How To Answer The Toughest Interview Questions
The biggest fear of most job seekers is answering tough interview questions.
A well written resume and a worthy set of skills is a must to be short listed for an interview, but the
final hiring decision is only made after a face to face meeting with the applicant.
Today, video conferencing gives candidates the option of a virtual meeting with the interviewer, but
every candidate still has to prepare for any relevant (and sometimes tangential) questions.
So what is the best way to answer questions, especially the tough ones?
Absolute must. No experienced hiring manager would advise you to make false claims because most
experienced interviewers will catch them.
Using superlatives is definitely recommended but know and respect the difference between
amplifying achievements and creating counterfeit ones.
Give Real Examples
One of the best techniques to communicate effectively (and to give great interview answers) is by
using real life situations.
Describe to the interviewer where you faced the challenge, what was required, and what did you do.
Achieving the final goal is always great but sometimes our biggest successes come from the learning
that we derive from not reaching the target.

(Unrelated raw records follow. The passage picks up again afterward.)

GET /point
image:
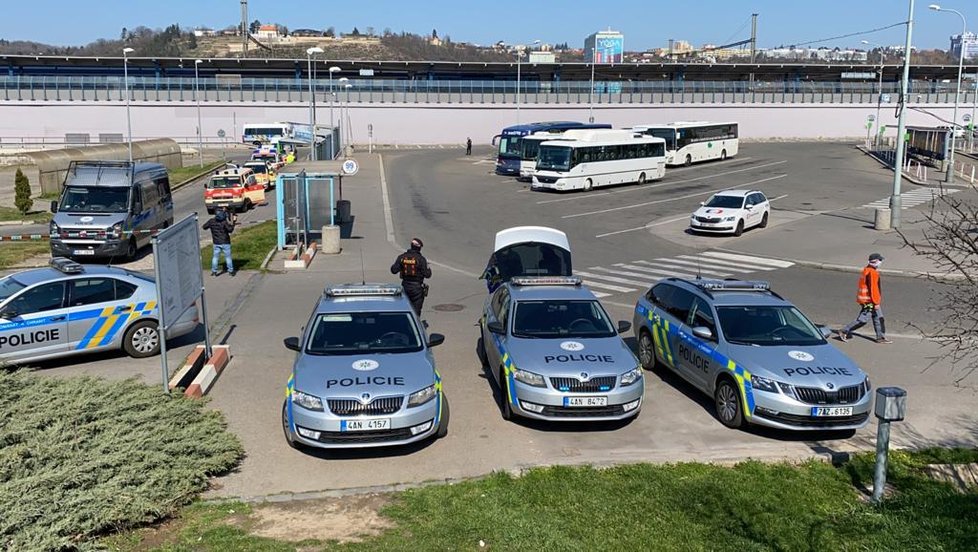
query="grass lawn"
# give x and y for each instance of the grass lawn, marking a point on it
(81, 456)
(12, 253)
(249, 246)
(751, 506)
(37, 212)
(179, 175)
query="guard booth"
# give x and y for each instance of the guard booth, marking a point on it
(309, 199)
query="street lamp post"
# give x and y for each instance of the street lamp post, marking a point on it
(312, 100)
(520, 48)
(125, 79)
(200, 138)
(332, 125)
(957, 91)
(879, 97)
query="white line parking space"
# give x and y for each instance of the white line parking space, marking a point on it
(641, 274)
(913, 198)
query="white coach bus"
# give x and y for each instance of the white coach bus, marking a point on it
(599, 158)
(689, 142)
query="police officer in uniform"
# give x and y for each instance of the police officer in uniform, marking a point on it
(413, 268)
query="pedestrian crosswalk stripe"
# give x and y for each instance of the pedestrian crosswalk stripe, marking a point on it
(913, 197)
(639, 275)
(749, 260)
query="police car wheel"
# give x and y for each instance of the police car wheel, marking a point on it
(506, 408)
(646, 351)
(443, 422)
(142, 339)
(727, 400)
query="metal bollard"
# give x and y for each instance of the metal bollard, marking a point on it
(891, 406)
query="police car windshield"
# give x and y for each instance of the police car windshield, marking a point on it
(224, 182)
(560, 319)
(358, 332)
(8, 287)
(726, 202)
(767, 326)
(95, 199)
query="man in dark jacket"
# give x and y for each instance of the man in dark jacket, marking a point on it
(413, 268)
(221, 229)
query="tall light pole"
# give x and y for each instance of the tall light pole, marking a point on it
(312, 100)
(200, 137)
(957, 92)
(879, 97)
(125, 79)
(332, 125)
(519, 60)
(895, 201)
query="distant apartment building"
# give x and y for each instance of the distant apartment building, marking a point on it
(604, 47)
(968, 41)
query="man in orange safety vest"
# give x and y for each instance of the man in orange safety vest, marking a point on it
(869, 296)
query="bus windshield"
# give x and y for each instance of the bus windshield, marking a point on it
(554, 158)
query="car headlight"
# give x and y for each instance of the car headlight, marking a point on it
(631, 376)
(307, 401)
(420, 397)
(529, 378)
(763, 384)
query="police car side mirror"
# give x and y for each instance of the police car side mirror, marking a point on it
(703, 332)
(292, 343)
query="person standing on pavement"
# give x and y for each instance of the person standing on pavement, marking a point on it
(221, 227)
(870, 298)
(413, 268)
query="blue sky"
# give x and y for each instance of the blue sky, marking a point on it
(645, 23)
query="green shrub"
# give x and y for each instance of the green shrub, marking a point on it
(84, 456)
(22, 193)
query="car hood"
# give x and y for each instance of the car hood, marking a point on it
(821, 366)
(571, 357)
(352, 376)
(717, 212)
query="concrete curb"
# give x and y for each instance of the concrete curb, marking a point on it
(209, 372)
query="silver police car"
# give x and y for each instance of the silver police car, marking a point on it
(69, 308)
(364, 374)
(754, 352)
(554, 353)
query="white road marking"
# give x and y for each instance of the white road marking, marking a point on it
(776, 263)
(661, 184)
(678, 198)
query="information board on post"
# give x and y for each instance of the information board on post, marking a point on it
(179, 279)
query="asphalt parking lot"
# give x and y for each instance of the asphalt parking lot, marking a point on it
(456, 205)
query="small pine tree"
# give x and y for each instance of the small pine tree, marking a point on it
(22, 193)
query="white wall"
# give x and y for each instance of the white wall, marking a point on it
(433, 123)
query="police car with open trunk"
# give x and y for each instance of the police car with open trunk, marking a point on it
(364, 374)
(754, 352)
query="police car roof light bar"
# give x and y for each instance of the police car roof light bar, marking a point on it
(360, 290)
(547, 281)
(734, 285)
(66, 266)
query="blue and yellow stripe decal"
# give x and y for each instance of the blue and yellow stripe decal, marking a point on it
(109, 321)
(660, 333)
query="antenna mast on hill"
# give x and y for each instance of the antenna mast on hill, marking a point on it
(244, 28)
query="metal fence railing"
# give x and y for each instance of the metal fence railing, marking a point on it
(180, 89)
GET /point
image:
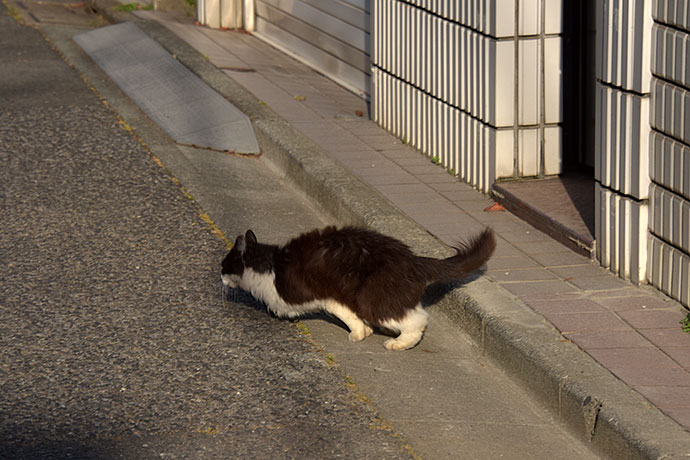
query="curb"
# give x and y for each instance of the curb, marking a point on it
(596, 406)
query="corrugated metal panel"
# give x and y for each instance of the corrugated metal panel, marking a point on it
(672, 55)
(670, 165)
(620, 230)
(625, 44)
(671, 110)
(669, 270)
(455, 63)
(330, 35)
(675, 13)
(622, 141)
(670, 217)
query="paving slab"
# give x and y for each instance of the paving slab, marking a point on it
(178, 101)
(608, 412)
(445, 383)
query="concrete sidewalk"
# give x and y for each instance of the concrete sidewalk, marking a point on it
(536, 301)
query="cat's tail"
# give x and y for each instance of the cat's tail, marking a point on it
(470, 256)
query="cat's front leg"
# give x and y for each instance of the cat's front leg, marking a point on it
(359, 330)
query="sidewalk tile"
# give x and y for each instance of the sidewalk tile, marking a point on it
(633, 357)
(598, 283)
(440, 177)
(635, 376)
(397, 178)
(634, 303)
(510, 263)
(666, 396)
(538, 287)
(608, 339)
(673, 337)
(679, 355)
(680, 415)
(533, 274)
(580, 322)
(561, 258)
(654, 319)
(580, 305)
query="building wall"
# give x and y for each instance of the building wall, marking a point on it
(474, 83)
(622, 136)
(331, 36)
(669, 193)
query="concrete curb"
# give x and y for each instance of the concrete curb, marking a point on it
(595, 405)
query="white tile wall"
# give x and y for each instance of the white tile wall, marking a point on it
(620, 229)
(624, 44)
(670, 217)
(529, 82)
(528, 152)
(553, 80)
(622, 141)
(669, 270)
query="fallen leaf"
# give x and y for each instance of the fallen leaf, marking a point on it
(494, 208)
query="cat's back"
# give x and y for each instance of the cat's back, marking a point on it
(348, 247)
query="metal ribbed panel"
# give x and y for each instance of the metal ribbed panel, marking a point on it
(671, 110)
(675, 13)
(452, 71)
(622, 140)
(672, 55)
(625, 43)
(670, 217)
(621, 234)
(670, 165)
(669, 270)
(330, 35)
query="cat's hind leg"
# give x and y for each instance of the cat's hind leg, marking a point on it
(411, 327)
(359, 330)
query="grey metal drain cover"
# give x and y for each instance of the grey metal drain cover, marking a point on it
(171, 95)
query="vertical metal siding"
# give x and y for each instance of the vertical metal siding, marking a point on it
(449, 68)
(622, 133)
(669, 246)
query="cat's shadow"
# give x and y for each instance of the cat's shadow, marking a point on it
(433, 294)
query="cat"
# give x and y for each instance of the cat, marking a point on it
(362, 277)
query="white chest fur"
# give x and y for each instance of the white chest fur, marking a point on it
(263, 287)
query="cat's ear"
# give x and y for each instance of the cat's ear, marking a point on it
(251, 237)
(240, 244)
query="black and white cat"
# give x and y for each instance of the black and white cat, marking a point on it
(362, 277)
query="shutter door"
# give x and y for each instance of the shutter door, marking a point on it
(332, 36)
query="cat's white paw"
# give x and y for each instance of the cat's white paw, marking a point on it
(360, 334)
(401, 344)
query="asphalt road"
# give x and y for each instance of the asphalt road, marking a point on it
(116, 341)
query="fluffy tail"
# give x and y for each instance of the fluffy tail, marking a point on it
(470, 257)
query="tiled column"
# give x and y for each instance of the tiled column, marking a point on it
(622, 135)
(474, 83)
(669, 246)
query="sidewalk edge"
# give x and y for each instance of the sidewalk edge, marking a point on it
(594, 404)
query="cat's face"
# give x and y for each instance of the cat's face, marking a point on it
(233, 265)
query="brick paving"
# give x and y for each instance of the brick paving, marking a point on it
(632, 331)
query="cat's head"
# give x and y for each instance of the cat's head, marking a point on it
(233, 264)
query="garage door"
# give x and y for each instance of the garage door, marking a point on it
(332, 36)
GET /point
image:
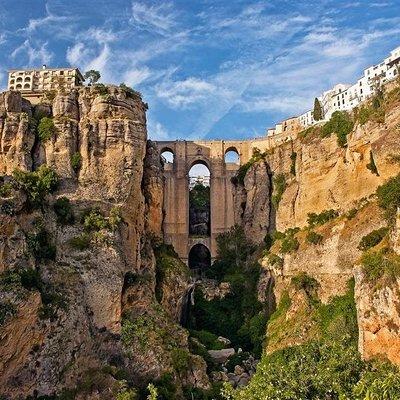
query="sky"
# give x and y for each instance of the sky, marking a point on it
(222, 69)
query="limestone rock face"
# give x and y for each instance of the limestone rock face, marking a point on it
(16, 137)
(330, 177)
(76, 322)
(378, 313)
(252, 202)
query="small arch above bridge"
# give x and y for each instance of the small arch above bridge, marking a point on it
(176, 189)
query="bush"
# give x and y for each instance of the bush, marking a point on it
(81, 242)
(372, 239)
(208, 339)
(351, 213)
(275, 261)
(380, 264)
(6, 190)
(290, 244)
(129, 91)
(304, 282)
(46, 129)
(101, 89)
(293, 158)
(341, 124)
(321, 218)
(180, 359)
(76, 161)
(389, 196)
(39, 244)
(63, 209)
(38, 184)
(371, 165)
(7, 310)
(279, 187)
(314, 237)
(364, 115)
(93, 220)
(114, 218)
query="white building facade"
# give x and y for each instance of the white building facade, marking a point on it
(344, 97)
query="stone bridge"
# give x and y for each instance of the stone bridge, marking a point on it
(176, 188)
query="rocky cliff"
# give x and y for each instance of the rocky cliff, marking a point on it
(78, 222)
(313, 175)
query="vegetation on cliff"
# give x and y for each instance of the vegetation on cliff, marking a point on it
(326, 363)
(239, 315)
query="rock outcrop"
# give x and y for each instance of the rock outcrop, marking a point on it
(78, 299)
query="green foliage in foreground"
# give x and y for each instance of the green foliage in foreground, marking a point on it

If for your example (the one you state to explain your answer) you did not achieve the objective, state
what important lessons you learned and how you can use them in the future.
Question: Have you handled tough customers?
Answer: Yes, in my past job I was responsible for developing new business and sometimes that
meant dealing with demanding customers.
On one such instance a customer wanted to know how many people were using our service
worldwide. I understood the intent behind the query but as I didn't have access to the data I tried to
explain that we were a leading provider and offered a money back guarantee if needed.
The client went into details of how he had been let down in the past by other companies and it got a
little difficult to give clarify each of his points. After calmly hearing him out I asked him to visit our
store and try out our product without obligation.
He visited the store within a week and called to thank me for the good service that I had provided.
Besides making the sale I also learned that for selling effective you must convince the client that you
will listen to his complaints.
Very often candidates ask me if it is okay to clarify a question with the interviewer. Of course it is!
The toughest interview questions are the ones that most candidates don't understand (or
misunderstand) so it is best to clarify before answering.